A taxing issue – is it for the EU to decide?
White smoke over Old Trafford may have distracted the press but manoeuvres are still ongoing in Brussels
The UK media was busy treating the retirement of Sir Alex Ferguson as the secular equivalent of the Papal succession this week leaving David Cameron breathing a sigh of relief that Fergie-time had invaded the news slots. But away from the white smoke at Old Trafford there was another important event this week: ‘Europe Day’ – an occasion that was no doubt celebrated joyously by Commentator readers with bunting, street parties and cupcakes against the soundtrack of Ode to Joy.
What do you mean ‘no’? You didn’t celebrate yet more economic data that further demonstrates the steady collapse of the eurozone’s economic health? You didn’t celebrate the idea that European Commission president José Manuel Barroso took the opportunity to push for closer economic union?
Why ever not? Surely the argument that monetary union needs economic union is the only logical conclusion?
Unfortunately that has always been the case with a single currency but it is an argument that will find scant support in Germany let alone in the Club Med, faced as it is with even further decline. Indeed, Barosso actually went further than I expected and admitted that integration through the implicit consent of citizens had been carried out. In other words, you elected your politicians, so sod what you think.
To his credit – words I never thought I’d write – Barosso acknowledges that this has to stop. But this is because the project is under severe political strain. Calls for a breakup of the eurozone are coming from prominent politicians, not just here or in Club Med, but within paymaster general Germany too.
It is not just ‘little Englanders’ being our usual annoying selves with a fag in one hand, a pint in the other. It is everywhere. And it is no good blaming nationalist, populist tactics and sentiment.

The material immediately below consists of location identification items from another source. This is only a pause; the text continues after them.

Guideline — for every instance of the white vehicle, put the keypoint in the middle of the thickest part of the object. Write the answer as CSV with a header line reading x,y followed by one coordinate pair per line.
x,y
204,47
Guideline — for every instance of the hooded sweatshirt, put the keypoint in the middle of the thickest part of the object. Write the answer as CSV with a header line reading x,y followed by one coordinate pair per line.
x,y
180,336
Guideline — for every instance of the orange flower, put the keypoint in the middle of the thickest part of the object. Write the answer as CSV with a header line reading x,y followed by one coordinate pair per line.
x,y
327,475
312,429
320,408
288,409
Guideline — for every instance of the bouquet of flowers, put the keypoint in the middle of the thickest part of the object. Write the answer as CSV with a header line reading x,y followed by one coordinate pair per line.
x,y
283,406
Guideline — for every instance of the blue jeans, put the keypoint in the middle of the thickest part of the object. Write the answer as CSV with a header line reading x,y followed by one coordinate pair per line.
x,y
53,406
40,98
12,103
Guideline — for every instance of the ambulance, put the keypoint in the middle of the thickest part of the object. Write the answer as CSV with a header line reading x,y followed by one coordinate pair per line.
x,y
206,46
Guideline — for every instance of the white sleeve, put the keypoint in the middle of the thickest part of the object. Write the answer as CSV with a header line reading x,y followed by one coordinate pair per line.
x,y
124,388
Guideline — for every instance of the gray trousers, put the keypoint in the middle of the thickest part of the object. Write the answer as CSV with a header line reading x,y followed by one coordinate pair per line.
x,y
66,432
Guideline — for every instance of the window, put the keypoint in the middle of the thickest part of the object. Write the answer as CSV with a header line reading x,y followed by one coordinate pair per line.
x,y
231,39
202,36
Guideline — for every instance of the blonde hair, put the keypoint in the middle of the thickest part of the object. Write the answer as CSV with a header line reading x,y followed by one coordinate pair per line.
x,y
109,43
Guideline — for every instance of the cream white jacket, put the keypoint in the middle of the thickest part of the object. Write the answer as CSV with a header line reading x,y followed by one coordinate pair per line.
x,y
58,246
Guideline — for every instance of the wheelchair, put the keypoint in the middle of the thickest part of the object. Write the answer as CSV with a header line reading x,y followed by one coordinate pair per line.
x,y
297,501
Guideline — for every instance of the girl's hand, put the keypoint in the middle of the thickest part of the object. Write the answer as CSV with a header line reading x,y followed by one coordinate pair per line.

Barosso should take a look at his own commission, at what is being proposed over the next year or so. He should take a look at his commissions’ proposals on banking information that could see free accounts and withdrawals finally bite the dust in the UK. And at tax proposals too; there are moves to cut down the amount of tax evasion across the EU. Instead of politicians taking a look at the highly expensive corporatist, welfarist world that we inhabit, and thinking of ways for companies and individuals to pay less tax, it has been decided that cutting down on tax evasion is the best route.
And it is not just evasion that is being looked at. Some perfectly legitimate business practices are now under threat too and not just at national level. People can bleat about ‘tax-avoiding so-and-sos’ as much as they like, but it is legal, for now. Yet, from what the EU looks to be planning, that distinction may soon be gone.
Don’t believe me? Get this: the commissioner responsible for Taxation and Customs Union, Statistics, Audit and Anti-fraud, Algirdas Šemeta, this week has noticed that member states sometimes have an inclination to put national tactics before the EU approach and said that the single market needs solidarity between all member states, “so that one nation’s tax policies are not undercut by another’s”.
I’ll repeat that for you: “So that one nation’s tax policies are not undercut by another’s”. Apparently Šemeta has yet to notice that it is not the business of the EU to dictate what a nation state charges its citizens and companies.
There is a world of difference between the sharing of information between member states to ensure the compliance with home nation tax laws and making sure that “one nation’s tax policies are not undercut by another’s”. Indeed, unless you have a uniform tax-rate across the EU, there is a world of difference between a company setting up its headquarters in Luxembourg and trading in London and making sure that “one nation’s tax policies are not undercut by another’s”.
Ultimately, unless there is a uniform taxation policy, it is against the law to prohibit how a company goes by its business inside the EC. It is a nation’s choice whether it wants to make the pips squeak or not, just as it is Google’s choice to trade in London when domiciled in Dublin.
No, it is not for the EU to decide what a nation state’s tax policies are. It is bad enough that we have to bung VAT on goods, worse still that “we”, in the words of Šemeta, now apparently “need it to ensure a level playing field for businesses, so that one company does not end up paying for another's abusive tax planning”.
Do you see where this is going? Cameron gave a clue when he failed to distinguish between tax evasion and avoidance and the EU is flagging up the same thing. Of course, the commissioner couches it in terms of the member states’ right to implement the tax polices they need, in an environment of fair tax competition. But how can he marry that up with the sentiments as expressed above? How can he, on the one hand, talk about nation undercutting nation and then talk about fair tax competition? Indeed, what is fair tax competition?
Any talk about fairness when it comes to taxation is idiocy. The only question to be asked is does the taxation work?
So let’s cut the BS about fairness. It’s bad enough when a PR-politician like Cameron goes on about it; spare us from someone in such a fine, non-corrupt, non-power grabbing institution such as the EC doing the same.